During the same period, fine-cut volume, calculated in cigarette stick equivalents, was increased by 0.4 per cent, from 43.9 billion to 44.1 billion.
And total cigarette and fine-cut stick equivalent volume was down by 2.7 per cent, from 346.0 billion to 336.6 billion.
Looking regionally, cigarette volume was down in the UK, by 2.6 per cent to 18.7 billion; down in Germany by 3.4 per cent to 22.6 billion; down in Spain by 10.1 per cent to 18.7 billion; down in the ‘Rest of Europe’ by 7.6 per cent to 53.4 billion; down in the Americas by 16.3 per cent to 10.3 billion; and up in the ‘Rest of the world’ by 0.1 per cent to 168.8 billion.
Fine-cut volume in stick equivalents was up in the UK, by 3.1 per cent to 6.6 billion; up in Germany by 6.8 per cent to 9.4 billion; up in Spain by 10.0 per cent to 3.3 billion; up in the rest of the world by 11.1 per cent to 3.0 billion; unchanged in the Americas at 0.5 billion; and down in the rest of Europe by 5.3 per cent to 21.3 billion.
Total volume was down in the UK by 1.2 per cent to 25.3 billion; down in Germany by 0.6 per cent to 32.0 billion; down in Spain by 7.6 per cent to 22.0 billion; down in the rest of Europe by 7.0 per cent to 74.7 billion; down in the Americas by 15.6 per cent to 10.8 billion; and up in the rest of the world by 0.3 per cent to 171.8 billion.
In the year to the end of September, Imperial’s cigarette market shares improved on those of the year to the end of September 2011 in Algeria, Austria, Greece, Portugal, Turkey and Vietnam; and its fine-cut shares improved in Australia, Belgium, Germany and Spain.

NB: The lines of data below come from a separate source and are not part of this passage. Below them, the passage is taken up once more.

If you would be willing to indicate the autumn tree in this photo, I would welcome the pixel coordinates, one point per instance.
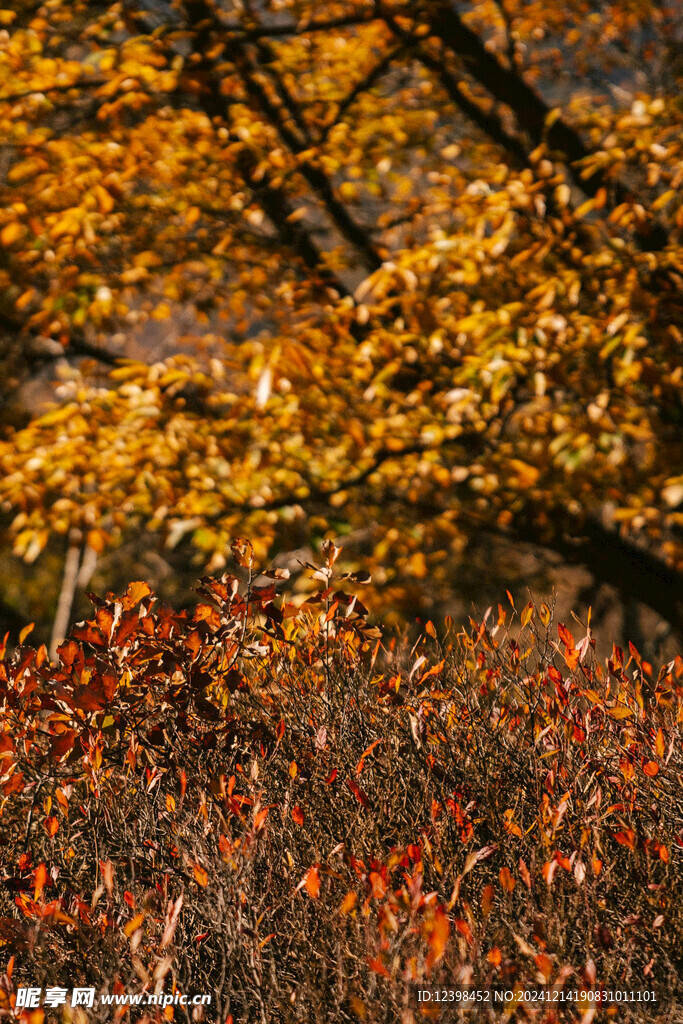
(419, 264)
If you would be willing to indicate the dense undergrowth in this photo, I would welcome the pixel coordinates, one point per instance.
(278, 806)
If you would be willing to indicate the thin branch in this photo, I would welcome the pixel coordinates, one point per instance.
(66, 602)
(364, 85)
(300, 29)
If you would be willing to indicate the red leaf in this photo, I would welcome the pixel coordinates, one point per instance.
(378, 967)
(136, 591)
(358, 793)
(564, 635)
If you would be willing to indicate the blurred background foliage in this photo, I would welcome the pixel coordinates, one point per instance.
(404, 275)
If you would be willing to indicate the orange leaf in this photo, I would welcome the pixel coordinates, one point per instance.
(348, 902)
(627, 838)
(201, 876)
(133, 924)
(298, 815)
(506, 880)
(438, 931)
(39, 880)
(312, 882)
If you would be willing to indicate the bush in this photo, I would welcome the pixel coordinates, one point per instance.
(271, 804)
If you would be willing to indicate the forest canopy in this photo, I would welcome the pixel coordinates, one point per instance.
(396, 273)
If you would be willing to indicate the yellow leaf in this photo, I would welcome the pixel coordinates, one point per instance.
(26, 169)
(104, 202)
(11, 232)
(620, 712)
(526, 475)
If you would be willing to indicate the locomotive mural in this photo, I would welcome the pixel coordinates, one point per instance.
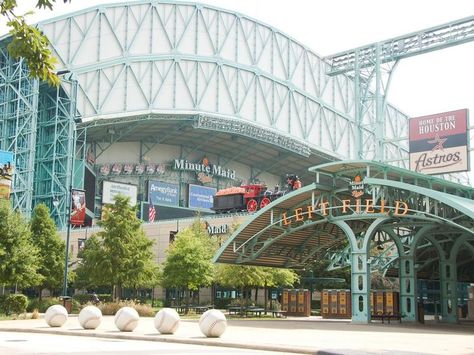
(251, 197)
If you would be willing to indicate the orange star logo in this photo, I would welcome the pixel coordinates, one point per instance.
(439, 143)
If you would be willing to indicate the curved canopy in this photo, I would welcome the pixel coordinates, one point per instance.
(304, 225)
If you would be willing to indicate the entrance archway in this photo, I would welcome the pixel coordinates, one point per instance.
(358, 200)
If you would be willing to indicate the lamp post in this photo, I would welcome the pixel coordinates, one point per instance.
(68, 234)
(69, 194)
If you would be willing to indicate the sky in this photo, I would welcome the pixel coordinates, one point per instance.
(426, 84)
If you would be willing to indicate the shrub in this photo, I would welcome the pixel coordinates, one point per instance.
(221, 303)
(14, 304)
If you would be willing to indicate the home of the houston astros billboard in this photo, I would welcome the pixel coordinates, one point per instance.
(289, 157)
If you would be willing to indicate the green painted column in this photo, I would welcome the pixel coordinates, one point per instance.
(408, 288)
(448, 291)
(360, 287)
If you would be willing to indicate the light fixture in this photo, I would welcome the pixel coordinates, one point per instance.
(55, 202)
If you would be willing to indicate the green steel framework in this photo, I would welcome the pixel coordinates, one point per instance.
(440, 217)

In her overview of the business, chief executive, Alison Cooper, said Imperial, over the past two years, had made great progress in shifting its strategic focus so as to put consumers at the heart of its business and drive organic sales growth.
‘It’s been a rapid transition and we’re pleased with the progress we’re making, generating quality growth from quality brands to drive sustainable returns,’ she said.

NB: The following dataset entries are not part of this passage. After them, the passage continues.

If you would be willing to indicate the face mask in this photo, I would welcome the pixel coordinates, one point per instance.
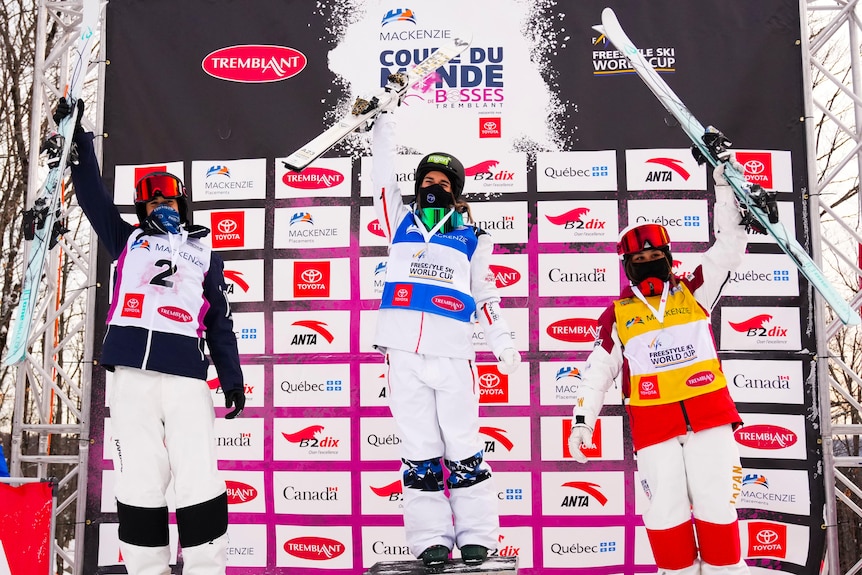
(164, 219)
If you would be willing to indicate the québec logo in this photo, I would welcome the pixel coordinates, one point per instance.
(254, 63)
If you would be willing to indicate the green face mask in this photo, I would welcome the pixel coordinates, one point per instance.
(430, 217)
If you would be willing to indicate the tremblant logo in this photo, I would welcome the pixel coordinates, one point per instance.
(318, 327)
(254, 63)
(218, 171)
(591, 489)
(664, 176)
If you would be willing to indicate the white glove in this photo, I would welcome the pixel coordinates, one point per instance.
(581, 435)
(510, 359)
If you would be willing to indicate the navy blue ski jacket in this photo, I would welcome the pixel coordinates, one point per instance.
(127, 345)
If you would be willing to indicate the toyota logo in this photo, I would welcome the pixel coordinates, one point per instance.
(489, 380)
(227, 226)
(754, 167)
(311, 276)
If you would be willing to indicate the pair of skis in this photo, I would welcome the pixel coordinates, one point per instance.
(709, 144)
(41, 224)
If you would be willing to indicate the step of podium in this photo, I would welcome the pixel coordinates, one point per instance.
(492, 566)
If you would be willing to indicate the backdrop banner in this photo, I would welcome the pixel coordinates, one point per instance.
(563, 146)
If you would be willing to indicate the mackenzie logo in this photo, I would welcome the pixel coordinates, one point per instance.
(574, 330)
(313, 179)
(254, 63)
(447, 303)
(175, 314)
(765, 436)
(314, 548)
(239, 492)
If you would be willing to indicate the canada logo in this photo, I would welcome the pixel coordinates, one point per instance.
(254, 63)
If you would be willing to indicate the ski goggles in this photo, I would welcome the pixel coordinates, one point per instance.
(643, 237)
(159, 184)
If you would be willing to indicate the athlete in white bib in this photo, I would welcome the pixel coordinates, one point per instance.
(168, 300)
(659, 336)
(438, 284)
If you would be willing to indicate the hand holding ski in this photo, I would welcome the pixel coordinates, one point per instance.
(711, 146)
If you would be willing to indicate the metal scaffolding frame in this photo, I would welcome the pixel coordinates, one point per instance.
(45, 386)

‘Our success is built around a differentiated approach that’s focused on applying our understanding of consumer motivations to realise the potential of our portfolio and offer consumers the best tobacco experiences.
‘The response from our people to these changes has been remarkable; a united focus on sales, on building total tobacco brands and on consistently applying our four sales growth drivers of portfolio management, innovation, pricing and customer engagement to deliver high quality sustainable growth.’
Cooper went on to say that Imperial’s key strategic brands, Davidoff, Gauloises Blondes, West and JPS had delivered volume growth of seven per cent and net revenue growth of 13 per cent.
‘Our fine cut tobacco volumes were stable, with net revenues up by 13 per cent,’ she said. ‘We delivered further strong results from premium cigars growing volumes by 11 per cent and revenues by 10 per cent and grew Scandinavian snus volumes by 53 per cent and net revenues by 46 per cent.’
Meanwhile, chairman, Iain Napier, said Imperial had made further good progress this year, growing sales while effectively managing its costs and cash flows.
‘We grew total adjusted operating profits by four per cent and delivered eight per cent adjusted earnings per share growth to 201.0 pence,’ he said. ‘Reported earnings per share were 68.1 pence (2011: 177.3 pence), reflecting the write down of our Spanish goodwill, as a result of the deterioration in the Spanish economy.
Net revenue was up by 4.1 per cent to £7,005 million, and adjusted operating profit was up by 3.7 per cent to £2,989 million.